Today’s post comes to us from Steve.
Accidents are part of life, and kids are especially likely to take risks or do dumb things that result in injuries. One of my sister’s sons was a wild child who lit fires, jumped off garages, climbed trees, explored dangerous caves, ascended water towers and did other unsafe things. As an experiment, he once bit a wire attached to a lamp, a lamp that was plugged in. Electricity burned a hole in his tongue, sending him to a doctor’s office.
Apart from my one wild nephew, kids in my family have been remarkably prudent and accident-free. My daughter had only two accidents of note. Well, she had three if you count the time a dog bit her, but I blame the dog for that one. That accident had an unanticipated benefit. My daughter had struggled to remember which was her right and which was her left hand. After the bite she knew that her right was her “dog-bite hand,” and never again was confused about left and right.
My grandson is a good example of a kid who is naturally cautious. One afternoon he was walking with scissors in my apartment. My daughter reflexively said, “Be careful Liam!” He wasn’t running, and didn’t appreciate being cautioned. In a quiet voice, Liam responded, “When have you ever seen me not being careful?” I thought that was a nice sentence from someone who was six.
I must have had that same natural caution, for I had very few accidents in spite of living what would now be regarded a risky childhood filled with BB guns, bicycles, bows and arrows, hunting knives and many firearms. While swinging on a very tall swing set at school I used to pump for speed and then “bail out” to sail through the air. In fact, all of the play equipment I used so recklessly as a child would be banned as too dangerous by today’s child safety experts.
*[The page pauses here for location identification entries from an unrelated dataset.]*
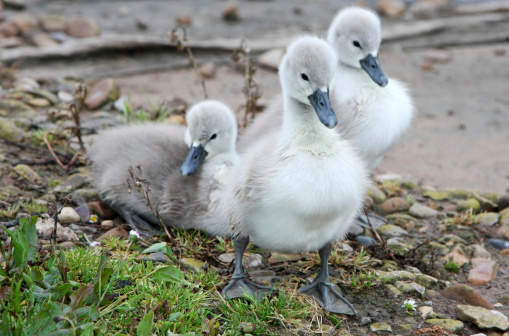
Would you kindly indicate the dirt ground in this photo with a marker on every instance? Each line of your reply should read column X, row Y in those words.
column 459, row 138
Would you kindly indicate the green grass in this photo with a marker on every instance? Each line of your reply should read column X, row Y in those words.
column 110, row 290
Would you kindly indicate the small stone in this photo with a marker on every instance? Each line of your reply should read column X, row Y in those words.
column 425, row 280
column 43, row 40
column 276, row 257
column 483, row 272
column 422, row 211
column 391, row 8
column 448, row 324
column 395, row 204
column 411, row 288
column 53, row 23
column 487, row 219
column 466, row 205
column 466, row 294
column 80, row 27
column 271, row 58
column 208, row 70
column 380, row 326
column 230, row 13
column 426, row 311
column 106, row 90
column 390, row 230
column 68, row 215
column 115, row 232
column 28, row 173
column 184, row 20
column 193, row 264
column 503, row 202
column 483, row 318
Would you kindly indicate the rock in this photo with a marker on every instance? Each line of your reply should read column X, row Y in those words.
column 45, row 227
column 448, row 324
column 115, row 232
column 483, row 272
column 426, row 311
column 395, row 204
column 9, row 131
column 503, row 202
column 380, row 326
column 390, row 230
column 466, row 294
column 193, row 264
column 425, row 280
column 8, row 29
column 422, row 211
column 43, row 40
column 230, row 13
column 438, row 56
column 80, row 26
column 483, row 318
column 487, row 219
column 411, row 288
column 16, row 109
column 276, row 257
column 208, row 70
column 106, row 90
column 25, row 22
column 28, row 173
column 271, row 58
column 391, row 8
column 68, row 215
column 53, row 23
column 466, row 205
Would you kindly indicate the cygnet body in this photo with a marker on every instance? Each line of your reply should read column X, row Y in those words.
column 298, row 188
column 164, row 155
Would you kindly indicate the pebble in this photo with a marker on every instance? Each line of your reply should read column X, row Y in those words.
column 466, row 294
column 104, row 91
column 391, row 230
column 193, row 264
column 80, row 27
column 395, row 204
column 483, row 272
column 68, row 215
column 422, row 211
column 208, row 70
column 448, row 324
column 391, row 8
column 482, row 317
column 487, row 219
column 411, row 288
column 271, row 58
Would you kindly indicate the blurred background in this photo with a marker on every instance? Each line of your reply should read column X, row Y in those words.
column 453, row 55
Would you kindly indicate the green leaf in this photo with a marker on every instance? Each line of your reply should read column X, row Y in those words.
column 156, row 248
column 146, row 324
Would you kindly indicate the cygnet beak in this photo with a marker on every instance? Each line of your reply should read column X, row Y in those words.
column 371, row 65
column 321, row 103
column 193, row 160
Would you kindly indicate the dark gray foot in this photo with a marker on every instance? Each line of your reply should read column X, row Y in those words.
column 240, row 287
column 328, row 298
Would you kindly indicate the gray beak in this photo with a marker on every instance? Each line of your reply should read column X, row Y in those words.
column 193, row 160
column 371, row 65
column 321, row 103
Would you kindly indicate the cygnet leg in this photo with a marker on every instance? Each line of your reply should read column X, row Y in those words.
column 321, row 289
column 239, row 285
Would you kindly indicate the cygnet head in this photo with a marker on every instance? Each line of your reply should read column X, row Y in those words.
column 306, row 73
column 211, row 130
column 355, row 34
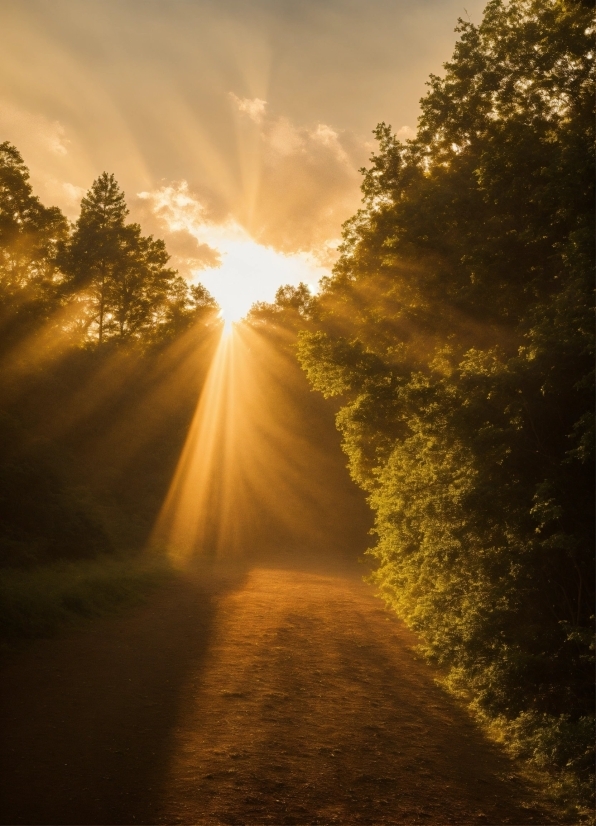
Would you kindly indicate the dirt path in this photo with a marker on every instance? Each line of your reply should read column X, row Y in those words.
column 282, row 697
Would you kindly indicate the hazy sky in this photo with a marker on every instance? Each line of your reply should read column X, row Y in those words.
column 235, row 127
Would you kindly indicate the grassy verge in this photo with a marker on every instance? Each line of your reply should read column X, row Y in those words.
column 41, row 601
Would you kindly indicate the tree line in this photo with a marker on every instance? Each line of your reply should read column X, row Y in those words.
column 457, row 335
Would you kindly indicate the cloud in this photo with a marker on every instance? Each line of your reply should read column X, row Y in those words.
column 241, row 270
column 174, row 212
column 406, row 133
column 253, row 107
column 301, row 181
column 23, row 126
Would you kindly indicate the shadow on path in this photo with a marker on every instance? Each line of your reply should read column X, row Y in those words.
column 87, row 720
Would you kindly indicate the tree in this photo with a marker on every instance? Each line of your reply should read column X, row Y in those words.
column 457, row 329
column 120, row 276
column 30, row 235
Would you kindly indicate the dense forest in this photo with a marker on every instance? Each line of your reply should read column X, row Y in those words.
column 457, row 334
column 456, row 338
column 97, row 389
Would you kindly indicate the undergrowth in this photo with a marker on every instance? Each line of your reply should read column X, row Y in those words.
column 41, row 601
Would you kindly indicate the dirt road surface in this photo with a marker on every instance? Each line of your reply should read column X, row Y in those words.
column 271, row 696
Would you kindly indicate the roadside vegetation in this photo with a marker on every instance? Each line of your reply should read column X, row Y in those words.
column 103, row 350
column 456, row 335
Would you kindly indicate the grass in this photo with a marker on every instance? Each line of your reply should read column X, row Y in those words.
column 42, row 601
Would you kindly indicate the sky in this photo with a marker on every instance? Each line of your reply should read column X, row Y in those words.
column 236, row 128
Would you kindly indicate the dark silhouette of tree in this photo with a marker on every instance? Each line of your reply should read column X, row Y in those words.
column 119, row 276
column 30, row 235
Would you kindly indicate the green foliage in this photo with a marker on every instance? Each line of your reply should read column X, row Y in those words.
column 41, row 601
column 42, row 518
column 93, row 327
column 120, row 278
column 457, row 331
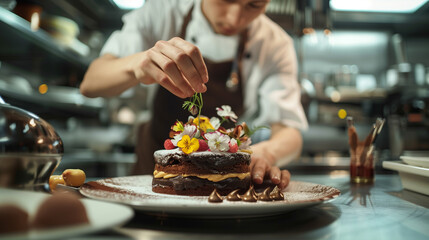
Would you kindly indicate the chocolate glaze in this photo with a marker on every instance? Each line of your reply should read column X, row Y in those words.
column 217, row 161
column 276, row 194
column 265, row 195
column 250, row 195
column 215, row 197
column 233, row 196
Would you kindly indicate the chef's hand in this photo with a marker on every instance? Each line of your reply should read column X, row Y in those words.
column 177, row 65
column 262, row 166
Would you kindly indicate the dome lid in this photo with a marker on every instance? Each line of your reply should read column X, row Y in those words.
column 24, row 132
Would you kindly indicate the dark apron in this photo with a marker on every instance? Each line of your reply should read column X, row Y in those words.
column 167, row 108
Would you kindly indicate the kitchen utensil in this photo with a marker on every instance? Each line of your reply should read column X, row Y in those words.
column 30, row 149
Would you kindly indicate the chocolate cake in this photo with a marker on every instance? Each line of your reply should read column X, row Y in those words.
column 201, row 155
column 199, row 173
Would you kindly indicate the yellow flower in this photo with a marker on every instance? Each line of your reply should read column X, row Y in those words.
column 204, row 123
column 178, row 127
column 188, row 145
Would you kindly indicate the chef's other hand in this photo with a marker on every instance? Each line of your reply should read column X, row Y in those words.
column 177, row 65
column 262, row 166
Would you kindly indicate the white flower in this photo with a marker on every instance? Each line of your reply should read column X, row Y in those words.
column 217, row 141
column 226, row 112
column 215, row 122
column 245, row 145
column 189, row 129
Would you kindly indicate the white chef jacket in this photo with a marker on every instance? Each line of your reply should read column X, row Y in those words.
column 271, row 90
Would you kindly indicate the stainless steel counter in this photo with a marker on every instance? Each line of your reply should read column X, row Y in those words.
column 379, row 211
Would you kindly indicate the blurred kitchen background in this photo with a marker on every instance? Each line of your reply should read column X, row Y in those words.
column 360, row 58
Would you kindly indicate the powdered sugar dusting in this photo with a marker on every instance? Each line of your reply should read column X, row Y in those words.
column 136, row 191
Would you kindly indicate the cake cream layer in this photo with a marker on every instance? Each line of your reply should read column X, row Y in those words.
column 197, row 186
column 207, row 161
column 210, row 177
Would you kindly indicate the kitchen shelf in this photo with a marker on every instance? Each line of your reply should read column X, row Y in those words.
column 19, row 44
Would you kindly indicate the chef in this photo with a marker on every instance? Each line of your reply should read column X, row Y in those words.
column 228, row 50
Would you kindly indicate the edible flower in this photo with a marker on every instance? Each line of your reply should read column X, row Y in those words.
column 203, row 123
column 177, row 128
column 215, row 122
column 217, row 142
column 226, row 113
column 188, row 145
column 190, row 130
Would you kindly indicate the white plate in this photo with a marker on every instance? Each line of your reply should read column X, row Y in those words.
column 416, row 161
column 101, row 215
column 136, row 191
column 413, row 178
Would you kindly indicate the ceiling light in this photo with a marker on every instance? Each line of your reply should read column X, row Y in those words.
column 393, row 6
column 129, row 4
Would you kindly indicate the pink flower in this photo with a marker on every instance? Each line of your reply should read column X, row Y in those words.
column 226, row 112
column 217, row 141
column 233, row 146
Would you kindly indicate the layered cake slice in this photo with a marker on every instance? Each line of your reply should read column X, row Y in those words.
column 199, row 173
column 201, row 155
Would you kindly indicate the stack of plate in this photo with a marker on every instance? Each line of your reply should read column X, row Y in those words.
column 413, row 170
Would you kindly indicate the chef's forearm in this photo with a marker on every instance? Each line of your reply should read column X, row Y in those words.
column 108, row 76
column 285, row 143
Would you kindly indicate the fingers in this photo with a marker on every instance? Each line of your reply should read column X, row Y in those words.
column 275, row 175
column 194, row 53
column 258, row 171
column 170, row 75
column 157, row 75
column 184, row 58
column 285, row 179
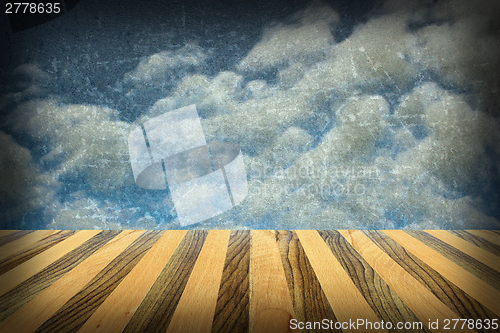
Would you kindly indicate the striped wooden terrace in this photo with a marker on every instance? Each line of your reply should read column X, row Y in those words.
column 248, row 281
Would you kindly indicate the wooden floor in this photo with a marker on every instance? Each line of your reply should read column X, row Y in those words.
column 240, row 281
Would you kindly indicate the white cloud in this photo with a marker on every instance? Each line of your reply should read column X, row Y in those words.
column 23, row 188
column 304, row 41
column 166, row 67
column 83, row 140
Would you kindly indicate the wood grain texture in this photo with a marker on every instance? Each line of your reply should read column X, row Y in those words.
column 27, row 290
column 472, row 250
column 427, row 307
column 17, row 252
column 116, row 311
column 157, row 308
column 42, row 307
column 242, row 281
column 269, row 288
column 478, row 241
column 309, row 301
column 30, row 267
column 475, row 287
column 344, row 298
column 448, row 293
column 487, row 234
column 73, row 314
column 474, row 266
column 195, row 311
column 232, row 310
column 381, row 296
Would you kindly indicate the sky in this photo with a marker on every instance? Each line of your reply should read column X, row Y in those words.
column 361, row 115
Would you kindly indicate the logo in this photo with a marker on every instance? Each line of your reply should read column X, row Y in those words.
column 205, row 179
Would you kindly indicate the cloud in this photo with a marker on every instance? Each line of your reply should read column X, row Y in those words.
column 26, row 81
column 395, row 126
column 23, row 188
column 166, row 67
column 305, row 40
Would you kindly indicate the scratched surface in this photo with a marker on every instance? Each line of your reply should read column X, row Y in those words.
column 349, row 114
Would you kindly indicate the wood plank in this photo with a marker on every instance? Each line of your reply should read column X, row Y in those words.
column 12, row 248
column 309, row 301
column 34, row 249
column 478, row 241
column 7, row 236
column 383, row 299
column 196, row 308
column 427, row 307
column 27, row 290
column 468, row 282
column 80, row 307
column 29, row 268
column 344, row 298
column 42, row 307
column 486, row 234
column 157, row 308
column 270, row 305
column 474, row 266
column 116, row 311
column 233, row 302
column 448, row 293
column 474, row 251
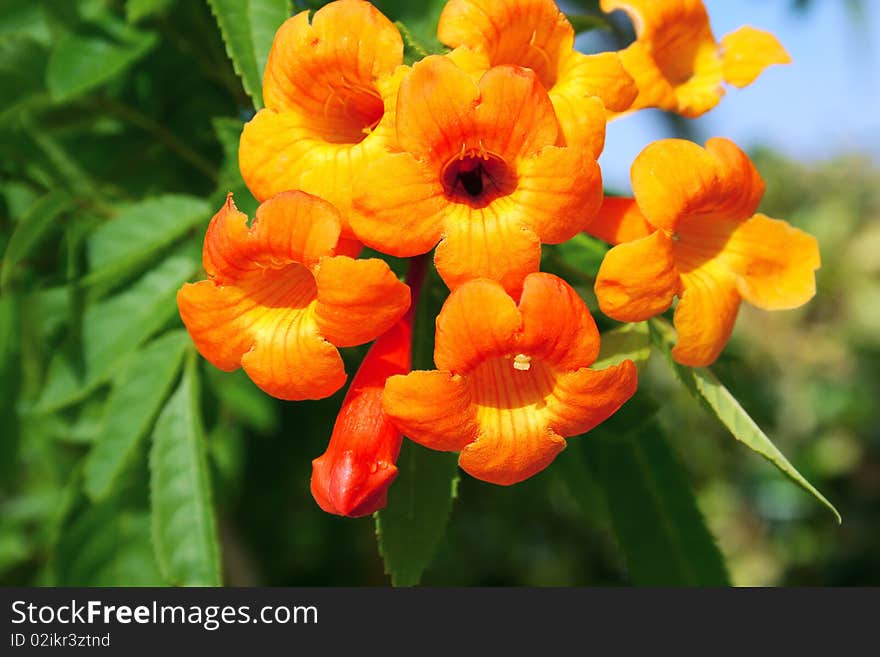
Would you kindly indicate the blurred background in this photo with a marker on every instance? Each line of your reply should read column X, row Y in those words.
column 114, row 102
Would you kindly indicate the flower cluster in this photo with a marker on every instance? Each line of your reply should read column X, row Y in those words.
column 481, row 154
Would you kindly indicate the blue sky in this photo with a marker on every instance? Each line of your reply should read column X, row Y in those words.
column 825, row 103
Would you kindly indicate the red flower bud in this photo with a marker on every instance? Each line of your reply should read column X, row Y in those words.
column 353, row 476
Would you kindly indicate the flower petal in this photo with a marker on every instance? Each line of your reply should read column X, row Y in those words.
column 432, row 408
column 263, row 323
column 619, row 220
column 741, row 187
column 294, row 226
column 399, row 205
column 672, row 178
column 290, row 360
column 705, row 314
column 435, row 110
column 514, row 116
column 747, row 52
column 775, row 263
column 558, row 193
column 479, row 320
column 510, row 455
column 358, row 300
column 224, row 253
column 638, row 280
column 528, row 33
column 348, row 44
column 277, row 154
column 601, row 75
column 585, row 398
column 557, row 327
column 675, row 51
column 487, row 243
column 654, row 89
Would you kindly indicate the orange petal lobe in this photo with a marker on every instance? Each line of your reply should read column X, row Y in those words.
column 435, row 105
column 638, row 279
column 557, row 328
column 528, row 33
column 477, row 321
column 747, row 52
column 672, row 178
column 487, row 243
column 585, row 398
column 506, row 457
column 347, row 37
column 400, row 206
column 619, row 220
column 775, row 263
column 705, row 315
column 432, row 408
column 558, row 193
column 357, row 300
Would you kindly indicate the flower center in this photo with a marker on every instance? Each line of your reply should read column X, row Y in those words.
column 477, row 178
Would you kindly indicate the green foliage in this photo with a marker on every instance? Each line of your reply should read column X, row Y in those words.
column 139, row 233
column 661, row 531
column 120, row 126
column 80, row 62
column 184, row 529
column 410, row 528
column 30, row 230
column 629, row 342
column 131, row 410
column 709, row 390
column 112, row 330
column 248, row 27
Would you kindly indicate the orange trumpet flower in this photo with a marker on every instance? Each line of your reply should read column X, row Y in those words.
column 676, row 62
column 536, row 35
column 479, row 170
column 692, row 231
column 279, row 299
column 351, row 478
column 329, row 90
column 513, row 380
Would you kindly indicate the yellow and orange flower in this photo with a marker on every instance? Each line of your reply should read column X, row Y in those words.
column 692, row 231
column 479, row 170
column 279, row 298
column 329, row 90
column 513, row 380
column 676, row 62
column 536, row 35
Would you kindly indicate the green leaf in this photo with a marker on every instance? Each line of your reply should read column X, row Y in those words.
column 706, row 387
column 22, row 70
column 630, row 341
column 228, row 132
column 661, row 531
column 131, row 410
column 184, row 531
column 137, row 10
column 414, row 522
column 420, row 21
column 139, row 233
column 248, row 28
column 112, row 330
column 583, row 253
column 10, row 379
column 40, row 218
column 80, row 62
column 105, row 545
column 587, row 22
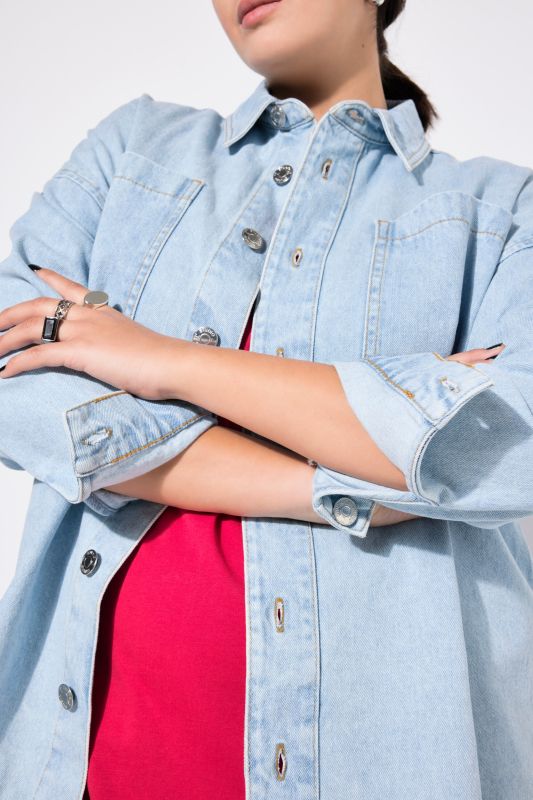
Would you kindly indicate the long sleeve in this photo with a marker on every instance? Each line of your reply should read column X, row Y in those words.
column 63, row 427
column 462, row 435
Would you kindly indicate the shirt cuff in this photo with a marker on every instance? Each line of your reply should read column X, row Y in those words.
column 402, row 401
column 118, row 436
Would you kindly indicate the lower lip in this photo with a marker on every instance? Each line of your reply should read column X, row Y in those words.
column 258, row 13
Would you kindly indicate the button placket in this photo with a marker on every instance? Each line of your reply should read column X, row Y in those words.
column 66, row 696
column 279, row 614
column 281, row 761
column 283, row 174
column 277, row 115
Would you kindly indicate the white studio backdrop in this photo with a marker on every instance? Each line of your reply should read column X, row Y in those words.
column 76, row 62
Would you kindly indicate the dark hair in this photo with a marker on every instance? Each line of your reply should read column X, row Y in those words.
column 396, row 84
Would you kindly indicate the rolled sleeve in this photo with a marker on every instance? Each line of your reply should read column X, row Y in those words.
column 116, row 437
column 462, row 435
column 402, row 401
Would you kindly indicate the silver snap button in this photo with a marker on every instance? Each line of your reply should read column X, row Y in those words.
column 277, row 115
column 283, row 174
column 279, row 614
column 281, row 761
column 297, row 256
column 345, row 511
column 66, row 696
column 206, row 335
column 89, row 562
column 253, row 239
column 326, row 168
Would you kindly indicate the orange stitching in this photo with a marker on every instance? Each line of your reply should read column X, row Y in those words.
column 159, row 439
column 159, row 191
column 376, row 366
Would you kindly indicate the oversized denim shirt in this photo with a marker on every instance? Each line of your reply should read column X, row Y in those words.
column 384, row 662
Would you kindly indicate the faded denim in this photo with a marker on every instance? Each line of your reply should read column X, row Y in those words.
column 404, row 668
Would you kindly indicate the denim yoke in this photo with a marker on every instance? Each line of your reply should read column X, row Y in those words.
column 382, row 662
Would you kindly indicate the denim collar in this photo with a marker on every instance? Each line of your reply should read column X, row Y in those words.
column 399, row 123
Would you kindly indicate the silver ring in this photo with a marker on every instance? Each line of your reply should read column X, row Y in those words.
column 51, row 324
column 96, row 299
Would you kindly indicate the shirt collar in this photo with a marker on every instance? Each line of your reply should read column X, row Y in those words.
column 399, row 123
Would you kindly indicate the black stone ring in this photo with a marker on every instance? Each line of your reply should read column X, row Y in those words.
column 51, row 324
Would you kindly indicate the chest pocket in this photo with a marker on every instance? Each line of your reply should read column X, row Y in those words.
column 143, row 208
column 429, row 269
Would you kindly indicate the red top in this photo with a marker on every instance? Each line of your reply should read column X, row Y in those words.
column 168, row 696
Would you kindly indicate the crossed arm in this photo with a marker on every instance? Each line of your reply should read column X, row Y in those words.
column 278, row 400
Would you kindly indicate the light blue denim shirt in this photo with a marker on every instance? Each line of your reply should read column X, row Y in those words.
column 384, row 663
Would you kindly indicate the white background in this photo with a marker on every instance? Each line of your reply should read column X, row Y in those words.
column 64, row 65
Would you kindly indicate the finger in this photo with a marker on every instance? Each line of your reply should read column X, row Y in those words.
column 69, row 289
column 30, row 332
column 43, row 355
column 38, row 307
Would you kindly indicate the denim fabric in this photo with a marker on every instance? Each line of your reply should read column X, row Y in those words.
column 403, row 669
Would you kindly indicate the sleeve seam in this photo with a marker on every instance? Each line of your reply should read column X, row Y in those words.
column 148, row 444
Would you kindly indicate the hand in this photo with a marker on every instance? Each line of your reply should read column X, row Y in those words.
column 101, row 342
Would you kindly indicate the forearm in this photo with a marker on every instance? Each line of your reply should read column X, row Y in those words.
column 230, row 472
column 226, row 471
column 298, row 404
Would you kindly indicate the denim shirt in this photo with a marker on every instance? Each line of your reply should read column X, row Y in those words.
column 387, row 662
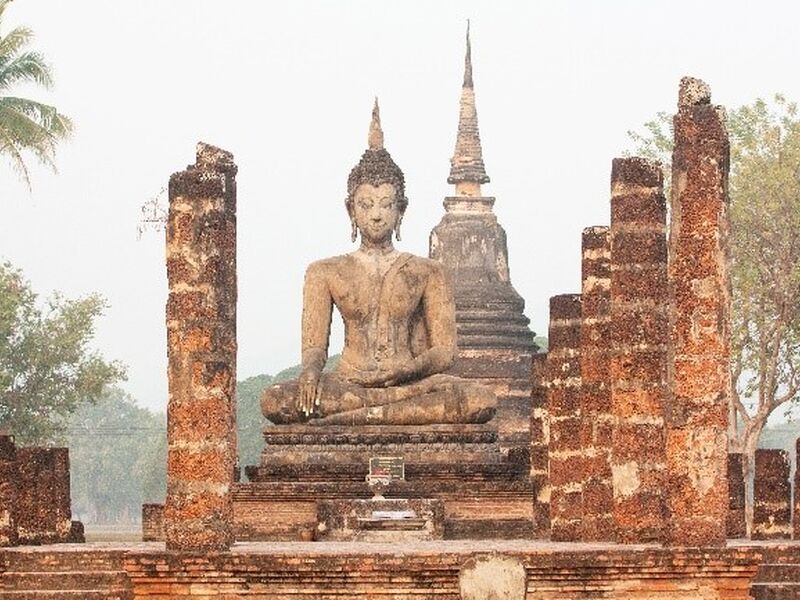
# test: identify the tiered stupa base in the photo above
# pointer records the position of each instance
(486, 493)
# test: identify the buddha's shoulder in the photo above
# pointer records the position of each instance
(326, 266)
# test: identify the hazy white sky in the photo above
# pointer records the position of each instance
(288, 88)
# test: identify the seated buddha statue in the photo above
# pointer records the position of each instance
(399, 321)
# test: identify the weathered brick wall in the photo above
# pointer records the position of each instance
(153, 522)
(201, 342)
(540, 441)
(328, 571)
(699, 357)
(8, 491)
(639, 334)
(595, 406)
(42, 509)
(566, 457)
(736, 524)
(772, 496)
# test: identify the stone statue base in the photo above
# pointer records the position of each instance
(338, 453)
(485, 490)
(380, 520)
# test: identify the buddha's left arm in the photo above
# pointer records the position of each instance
(439, 312)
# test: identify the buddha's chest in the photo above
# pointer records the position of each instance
(369, 295)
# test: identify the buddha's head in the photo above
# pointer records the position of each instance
(376, 198)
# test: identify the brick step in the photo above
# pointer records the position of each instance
(26, 560)
(507, 529)
(778, 573)
(775, 591)
(101, 594)
(59, 580)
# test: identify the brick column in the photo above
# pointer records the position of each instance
(43, 510)
(596, 416)
(797, 491)
(201, 344)
(8, 491)
(698, 368)
(736, 521)
(639, 333)
(772, 496)
(540, 438)
(563, 408)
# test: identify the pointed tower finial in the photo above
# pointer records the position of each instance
(468, 62)
(375, 137)
(467, 171)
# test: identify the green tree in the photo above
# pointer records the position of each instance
(249, 422)
(46, 366)
(118, 456)
(765, 271)
(27, 127)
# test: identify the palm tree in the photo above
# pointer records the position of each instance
(27, 127)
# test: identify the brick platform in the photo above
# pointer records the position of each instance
(320, 571)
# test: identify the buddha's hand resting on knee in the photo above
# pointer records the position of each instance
(308, 398)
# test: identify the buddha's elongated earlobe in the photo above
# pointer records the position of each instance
(353, 230)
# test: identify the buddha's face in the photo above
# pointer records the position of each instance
(375, 211)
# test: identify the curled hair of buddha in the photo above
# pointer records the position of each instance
(376, 166)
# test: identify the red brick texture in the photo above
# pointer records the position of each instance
(736, 523)
(540, 440)
(797, 492)
(772, 496)
(639, 335)
(8, 491)
(699, 361)
(42, 513)
(566, 457)
(314, 571)
(597, 422)
(201, 344)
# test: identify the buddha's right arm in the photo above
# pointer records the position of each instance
(317, 312)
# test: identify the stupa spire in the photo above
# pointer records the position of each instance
(467, 171)
(375, 137)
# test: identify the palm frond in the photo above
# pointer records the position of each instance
(14, 41)
(9, 149)
(28, 66)
(58, 125)
(28, 134)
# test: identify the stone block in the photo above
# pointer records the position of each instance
(771, 496)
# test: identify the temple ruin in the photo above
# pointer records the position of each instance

But I never broke a bone, suffered a concussion or had a cut serious enough to require stitches.
The one exception was when my buddy Mike shot an arrow into me. When I was fourteen I discovered a dump that was heavily infested with rats. The dump, as was true of all such places at that time, was just an open hillside where garbage was strewn willy nilly on the surface. Of course, the place stank from rotting garbage. Plumes of rancid smoke wafted over the dump, making our clothing fragrant.
For reasons that escape me now, my friends and I spent many hours hunting the dump rats with bows and arrows. Although it was a pointless activity, it was challenging. The rats were smart and quick, and they rarely ventured anywhere in sight because they had a fantastic system of tunnels in the rubbish that let them travel unseen.
One day a young rat made the mistake of leaving the security of the tunnels, and it ended up running in little circles around my feet because it apparently didn’t remember where there was an opening to the tunnel complex. I always wore four-buckle black rubber boots for trips to the dump. With the rat running right around my feet I was hopping about in panic. My panic deepened when Mike came up with his bow at full draw—a bow powerful enough to hunt deer—and let loose an arrow. Mike was a superb athlete but somewhat excitable.
I’ll never forget the astonishment of looking at my foot. Mike’s arrow had gone through the boot, through the leather street shoe underneath and was now sticking up proudly like a little flag pole. I limped out of the dump and pulled off my footwear. The arrow had hit my big toe, but apart from that had done little damage.
Back home, I handled the wound the way any teenage boy would have: I kept quiet about the accident because I didn’t want my mother to explode with anxiety. But when I left for school the next day, my mother couldn’t fail to see I was limping, so she forced the story out of me. She was not mollified by my insistence that I was okay because “it was a new, clean arrow that had only been through one rat.”
Did you have childhood accidents? Have you had some close calls? Did you ever do things as a kid that you now know were stupidly risky? Do you remember any painful or unpleasant remedies for childhood mishaps?